The project had been initiated on August of 2014, during the summer break after my first year at the university. The project is uploaded to GitHub just now, for the record and publication.
The idea was to gather up all the schedule data offered by the registration system of our university, and generate a database out of them. Asking the registrar office for the data could be an option, but I believed that the procedures for that would take a while. Furthermore, such a request could very well also be denied, since;
- They would not want to bother.
- There could be information that is not publicly available on the database, so they would have to filter those out to prevent a possible leak of information, which they again would not want to bother about.
With this data, my aim was to make a much more informative and interactive application for the convenience of every user of the original system. Among the features planned, following are the ones I recall the most:
- Preparing a weekly program as a student.
- Viewing the weekly schedule of a classroom.
- Viewing the weekly schedule of an instructor, regarding their lectures.
All these would be trivially possible after the collected data is structured and standardized, and the relations were built.
The schedule is displayed in a very cryptic manner on our university's registration pages. Lack of proper delimiters between days (ranging from Monday to Saturday), slots (ranging from 1 to 12, 13), and classrooms, were making the deciphering process hard, even for a human reader.
The human reader would initially guess, and then later know by experience that a string presented as
AYHAN SAHENK AYHAN SAHENK AYHAN SAHENK
is actually 3 times Ayhan Sahenk, and not 6 separate classes,
alternating between Ayhan and Sahenk.
Similar issues were present with other columns of data presented on the schedule. I was able to overcome all those challenges, and successfully parse those strings through various techniques.
I discontinued the project for another reason, which became evident to me once I have started to my first year in my second semester:
- Lessons with obligatory laboratory sessions were adding extra complexity that I was yet to consider.
- Depending on the lecture, a student may: a) be obliged to attend the laboratory section corresponding to the assigned section of the lecture. b) choose from given options on which laboratory section he/she would like to attend.
- The registration system presents no indicator on the status of the above matter.
By the time I found out about this, my lectures had already begun.

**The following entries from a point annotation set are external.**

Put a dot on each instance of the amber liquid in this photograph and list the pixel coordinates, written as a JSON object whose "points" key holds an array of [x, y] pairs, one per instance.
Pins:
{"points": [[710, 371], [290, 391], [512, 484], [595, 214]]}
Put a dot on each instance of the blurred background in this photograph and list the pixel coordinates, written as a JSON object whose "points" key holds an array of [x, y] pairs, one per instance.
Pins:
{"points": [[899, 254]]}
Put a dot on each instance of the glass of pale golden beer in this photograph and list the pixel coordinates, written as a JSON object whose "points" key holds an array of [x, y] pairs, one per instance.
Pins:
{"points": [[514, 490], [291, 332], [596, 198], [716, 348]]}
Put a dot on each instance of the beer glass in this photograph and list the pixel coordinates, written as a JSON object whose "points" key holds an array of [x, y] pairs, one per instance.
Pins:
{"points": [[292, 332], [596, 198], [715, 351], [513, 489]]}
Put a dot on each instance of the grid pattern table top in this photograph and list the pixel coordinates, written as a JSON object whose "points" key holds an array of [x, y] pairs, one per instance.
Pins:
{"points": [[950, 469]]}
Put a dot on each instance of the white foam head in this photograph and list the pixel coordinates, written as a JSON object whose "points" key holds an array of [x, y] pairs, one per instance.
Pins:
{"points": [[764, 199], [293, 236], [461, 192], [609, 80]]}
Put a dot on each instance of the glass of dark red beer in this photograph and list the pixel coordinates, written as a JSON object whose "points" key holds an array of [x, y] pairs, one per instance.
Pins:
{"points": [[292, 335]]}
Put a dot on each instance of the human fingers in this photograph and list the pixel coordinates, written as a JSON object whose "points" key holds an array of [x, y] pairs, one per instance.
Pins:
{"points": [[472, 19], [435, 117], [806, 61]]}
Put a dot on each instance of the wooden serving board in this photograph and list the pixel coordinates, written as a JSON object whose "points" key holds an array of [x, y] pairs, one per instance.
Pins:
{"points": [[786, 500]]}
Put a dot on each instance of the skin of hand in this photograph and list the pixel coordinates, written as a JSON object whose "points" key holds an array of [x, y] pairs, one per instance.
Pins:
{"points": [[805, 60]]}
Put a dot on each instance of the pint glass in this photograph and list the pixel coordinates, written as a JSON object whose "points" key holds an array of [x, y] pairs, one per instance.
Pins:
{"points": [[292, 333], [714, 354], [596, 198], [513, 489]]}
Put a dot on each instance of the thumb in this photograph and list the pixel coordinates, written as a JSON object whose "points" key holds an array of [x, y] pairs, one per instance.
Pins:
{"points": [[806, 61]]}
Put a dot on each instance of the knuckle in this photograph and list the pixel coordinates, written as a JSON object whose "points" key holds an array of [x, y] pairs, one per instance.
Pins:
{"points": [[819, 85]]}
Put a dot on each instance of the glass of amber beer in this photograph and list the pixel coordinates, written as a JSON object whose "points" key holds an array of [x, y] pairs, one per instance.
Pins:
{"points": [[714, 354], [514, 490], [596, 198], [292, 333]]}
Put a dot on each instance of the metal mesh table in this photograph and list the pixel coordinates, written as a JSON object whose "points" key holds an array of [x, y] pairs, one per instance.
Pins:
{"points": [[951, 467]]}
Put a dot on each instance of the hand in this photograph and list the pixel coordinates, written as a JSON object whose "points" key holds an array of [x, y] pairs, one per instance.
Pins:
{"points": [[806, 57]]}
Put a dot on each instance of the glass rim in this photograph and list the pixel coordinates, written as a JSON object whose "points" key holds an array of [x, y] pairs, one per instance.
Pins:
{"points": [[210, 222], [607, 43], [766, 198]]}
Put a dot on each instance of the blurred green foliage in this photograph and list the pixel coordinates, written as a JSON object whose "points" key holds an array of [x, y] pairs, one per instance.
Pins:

I considered this as a critical issue, and therefore did not want to continue without somehow fixing it. However, the fix required a design decision to be made, and I did not have the time for it.
I had parsed the HTML pages through string searching functions of the standart library. After years of experience and knowledge, it is very inappropriate and fragile to parse an HTML document, even with RegEx, let alone through string searching.
Using a combination of HTML tidying library and an XML parser would both be more appropriate and easier to work with.
The classrooms on the schedules on the system are now delimited with vertical bars. They are
also now in separate <span>
elements, so it should be much easier to scrape the schedule web pages now.
My application has been designed to work under slight changes in the system, such as changes on the ASP endpoints. However, the application was not flexible to adapt to changes on the schedule table layouts. Attributed to this change on the table layouts, my application currently fails to properly gather the schedule data.